Image: Martian rock outcropping "Gasconade" photographed by NASA's Mars Exploration Rover Opportunity, 2 Oct. 2016.

Artist Statement

There are many definitions for soundscapes. At the heart of each is the idea of "sounds that might be heard at a particular place." This gives the field recordist and/or sound artist large latitude. Including creating collages of sounds heard in different places at different times.

Collage is at the heart of this work, Dawn Birds, Light Traffic, Melodic Machines, which uses field recordings made in Dubai, Victoria, and Vancouver.

Why collage? Consider the landscape painter and the field recordist. A landscape painter cannot capture all the details and nuances of any particular place. She creates a representation. Chooses which different details to include. And which to set aside. She creates collages, renderings, from witness and imagination.
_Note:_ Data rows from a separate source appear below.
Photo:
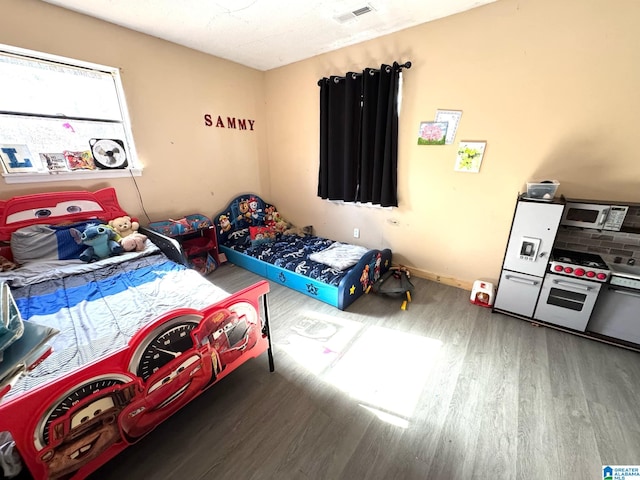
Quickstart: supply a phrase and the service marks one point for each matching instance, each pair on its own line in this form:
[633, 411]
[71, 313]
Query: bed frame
[352, 286]
[135, 408]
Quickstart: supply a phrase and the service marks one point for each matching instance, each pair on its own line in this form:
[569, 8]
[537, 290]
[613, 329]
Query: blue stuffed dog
[100, 240]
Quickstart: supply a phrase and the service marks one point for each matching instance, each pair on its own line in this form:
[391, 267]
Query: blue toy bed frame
[355, 282]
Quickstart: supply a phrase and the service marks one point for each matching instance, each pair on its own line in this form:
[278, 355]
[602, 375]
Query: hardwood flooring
[444, 390]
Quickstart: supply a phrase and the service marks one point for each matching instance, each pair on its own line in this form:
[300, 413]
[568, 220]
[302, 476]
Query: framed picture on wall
[432, 133]
[469, 156]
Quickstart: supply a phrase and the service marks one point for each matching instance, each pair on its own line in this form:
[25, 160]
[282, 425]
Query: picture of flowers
[469, 156]
[432, 133]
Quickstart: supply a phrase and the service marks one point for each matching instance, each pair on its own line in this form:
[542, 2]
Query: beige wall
[553, 87]
[168, 90]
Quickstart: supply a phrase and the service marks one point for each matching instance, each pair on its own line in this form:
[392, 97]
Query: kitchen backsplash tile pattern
[608, 244]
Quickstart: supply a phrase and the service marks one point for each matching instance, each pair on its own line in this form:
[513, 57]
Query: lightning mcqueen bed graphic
[140, 336]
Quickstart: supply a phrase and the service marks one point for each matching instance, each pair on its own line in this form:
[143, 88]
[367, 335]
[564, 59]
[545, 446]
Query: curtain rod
[354, 75]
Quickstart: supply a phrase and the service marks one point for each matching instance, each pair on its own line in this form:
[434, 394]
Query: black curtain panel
[359, 136]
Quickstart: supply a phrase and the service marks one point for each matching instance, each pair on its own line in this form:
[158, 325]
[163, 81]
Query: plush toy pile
[100, 242]
[128, 236]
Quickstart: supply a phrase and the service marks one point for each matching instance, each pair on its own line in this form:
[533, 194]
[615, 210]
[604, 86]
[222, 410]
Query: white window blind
[50, 105]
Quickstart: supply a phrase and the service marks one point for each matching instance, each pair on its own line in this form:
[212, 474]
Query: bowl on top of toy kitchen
[544, 190]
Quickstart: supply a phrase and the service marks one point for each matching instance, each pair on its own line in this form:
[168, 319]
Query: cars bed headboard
[56, 208]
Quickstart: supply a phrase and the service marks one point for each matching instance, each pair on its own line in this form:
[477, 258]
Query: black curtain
[359, 136]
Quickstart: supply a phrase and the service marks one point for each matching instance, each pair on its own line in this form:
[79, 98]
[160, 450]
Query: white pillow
[339, 256]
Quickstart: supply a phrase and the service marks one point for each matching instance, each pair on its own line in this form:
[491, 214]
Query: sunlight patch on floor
[385, 370]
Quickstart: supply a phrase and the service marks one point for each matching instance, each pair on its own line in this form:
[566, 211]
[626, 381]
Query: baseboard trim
[434, 277]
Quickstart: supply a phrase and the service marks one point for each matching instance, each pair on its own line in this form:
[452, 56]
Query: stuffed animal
[134, 242]
[100, 240]
[6, 264]
[123, 226]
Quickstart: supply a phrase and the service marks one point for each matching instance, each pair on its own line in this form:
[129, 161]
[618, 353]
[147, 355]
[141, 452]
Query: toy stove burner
[579, 264]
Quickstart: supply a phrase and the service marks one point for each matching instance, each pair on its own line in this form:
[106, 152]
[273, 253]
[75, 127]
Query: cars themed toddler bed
[140, 336]
[252, 234]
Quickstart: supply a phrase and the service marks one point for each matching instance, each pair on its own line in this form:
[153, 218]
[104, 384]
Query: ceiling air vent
[345, 17]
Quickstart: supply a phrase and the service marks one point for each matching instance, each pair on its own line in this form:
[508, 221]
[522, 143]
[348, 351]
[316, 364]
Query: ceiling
[266, 34]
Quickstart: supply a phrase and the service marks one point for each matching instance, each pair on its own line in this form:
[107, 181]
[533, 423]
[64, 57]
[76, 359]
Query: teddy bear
[6, 264]
[123, 226]
[128, 235]
[134, 242]
[99, 240]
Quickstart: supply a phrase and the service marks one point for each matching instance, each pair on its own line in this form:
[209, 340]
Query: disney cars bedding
[252, 234]
[140, 336]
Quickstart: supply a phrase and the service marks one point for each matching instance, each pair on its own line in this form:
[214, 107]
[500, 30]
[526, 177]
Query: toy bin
[544, 190]
[482, 293]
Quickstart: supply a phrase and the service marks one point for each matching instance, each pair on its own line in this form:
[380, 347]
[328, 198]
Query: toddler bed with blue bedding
[252, 234]
[139, 335]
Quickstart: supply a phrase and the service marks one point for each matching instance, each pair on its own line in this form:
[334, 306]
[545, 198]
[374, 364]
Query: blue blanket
[98, 311]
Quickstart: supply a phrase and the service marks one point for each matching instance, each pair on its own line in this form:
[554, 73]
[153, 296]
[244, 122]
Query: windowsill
[64, 176]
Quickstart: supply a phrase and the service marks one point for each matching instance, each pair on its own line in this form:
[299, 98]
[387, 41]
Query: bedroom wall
[188, 167]
[551, 86]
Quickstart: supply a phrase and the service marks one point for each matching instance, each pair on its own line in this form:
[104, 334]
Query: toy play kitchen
[555, 273]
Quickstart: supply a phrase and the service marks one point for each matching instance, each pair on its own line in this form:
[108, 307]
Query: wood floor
[445, 390]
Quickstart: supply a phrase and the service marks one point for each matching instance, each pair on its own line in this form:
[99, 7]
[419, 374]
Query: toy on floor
[396, 282]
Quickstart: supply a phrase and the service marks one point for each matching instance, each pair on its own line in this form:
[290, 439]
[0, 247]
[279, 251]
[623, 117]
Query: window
[62, 119]
[359, 136]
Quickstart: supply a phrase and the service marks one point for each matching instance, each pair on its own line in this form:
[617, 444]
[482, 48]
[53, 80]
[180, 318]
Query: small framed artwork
[432, 133]
[452, 117]
[79, 160]
[17, 159]
[55, 162]
[469, 156]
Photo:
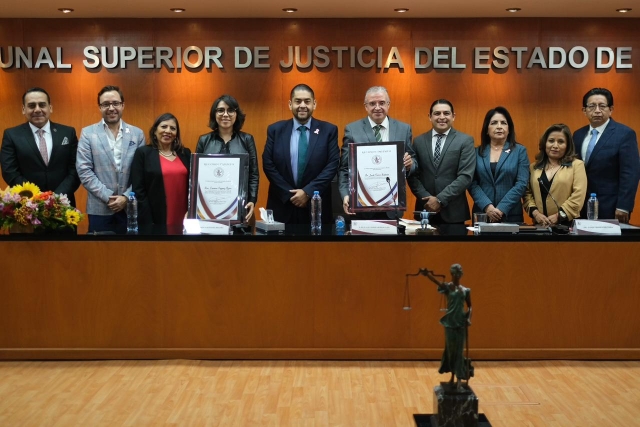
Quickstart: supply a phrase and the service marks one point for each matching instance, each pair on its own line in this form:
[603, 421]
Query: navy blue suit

The field recordist may also follow this approach to collage. Sounds recorded at one location, at one time, may connect, through either sonic simularity or serendipity, with sounds recorded at another location, at a different time. The results are soundscapes representative of fluid time and place but solidly grounded in rich listening experiences.

Both the landscape painter and the field recordist produce compositions interpretating, describing, and documenting a place, in time. As noted, collage may be at the heart of any artifacts created in this process. But there is also the sense of realism conveyed by either the painting or the soundscape. This realism evolves from the process of making and considering what is captured by the painter's brush and/or the field recordist's microphone.

Shifting focus solely to the field recordist, and specifically my practice, composing a soundscape is often a process of selecting, editing, and juxtaposing elements of different recordings to create a sense of a place. To promote a believable experience of being in that space. This sense of structure and reality comes from active aural engagement for both myself and those who listen to my works.

To establish and maintain that engagement, this work, Dawn Birds, Light Traffic, Melodic Machines, seeks to promote a representative soundscape. A constructed scenario that connects realistic sounds in new and exploratory ways. That asks listeners to pay attention to aural details of different, often divergent, acoustic environments. And find in their overlap and interplay connecting sound textures.

Soundscapes then not only provide ways of understanding places through their sounds, but prompt listeners to explore new ways of understanding those places through listening. Specificly, soundscapes like Dawn Birds, Light Traffic, Melodic Machines offer two opportunities for listeners. First, such soundscapes foreground the aural world. They push one to listen to and contemplate the sounds that might be heard. Second, soundscapes can help listeners engage with unique features and affordances of the sonic environment. To cultivate ways of hearing places.